When I complete, I will have taken well over 10 years longer to read Cerebus than Sim took to create it...

Anonymous said...

It's possible that the SDOAR could be all the things that Rich Johnson says, and still not sell very well. I think that's really Dave's point.

In fact, everything that Johnson mentions that makes the SDOAR unique, also suggests that it may not find a significant audience, as Dave suggests.

Dave's marketing plan geared towards an exclusive audience is a prudent and yet innovative approach that I'd hope he pursues.

And I'd hope that the NY Times marketing strategy works too.

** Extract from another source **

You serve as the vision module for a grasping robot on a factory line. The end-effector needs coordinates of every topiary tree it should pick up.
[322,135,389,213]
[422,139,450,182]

The SDOAR is in some way so uncompromisingly uncool -- telling the story of an largely forgotten artist who worked in a style now long out of vogue, and told reverently in that same dated style -- that it's cool. At the same time, that it's such an esoteric approach, and that the story has a meta-narrative, makes it modern.

And that is all quintessential Dave Sim I think. Pushing the boundaries in terms of narrative approach and marketing, while at the same time emulating and engaging with his influences. And, in typical Dave Sim fashion, it's a story where that important layer of meaning would be lost if it were in any other medium but comics.

A very innovative book no doubt. Perhaps it will be well served by the innovative approach to marketing that Dave suggests.

- Reginald P.

Unknown said...

Whatever Dave may think I still say that glamourpuss was one of the best comics of the last ten years and that in no small part was due to The Strange Death of Alex Raymond. Seriously, I would buy a comic/graphic novel lettered by Dave Sim so something written, illustrated *and* lettered by him is right up there at the topic of my comics-to-buy wish list.

Based on the material that appeared in glamourpuss, SODAR has the potential to be one of the great graphic works of the 21st century and I agree with Rich Johnson that it would be a cultural car crash if it wasn't finished & published.

Travis Pelkie said...

Not to be nitpicky (yeah right!), but it's actually "Johnston" with a T. Although I'm sure Rich gets that all the time.

Hunter said...

If he thinks only aboout the US DM crowd, it will indeed sell little. But since this will certainly be translated and exported (unlike Cerebus) and Alex Raymond's reputation overseas is still very high, I'm sure that foreign sales will easily outpace US sales.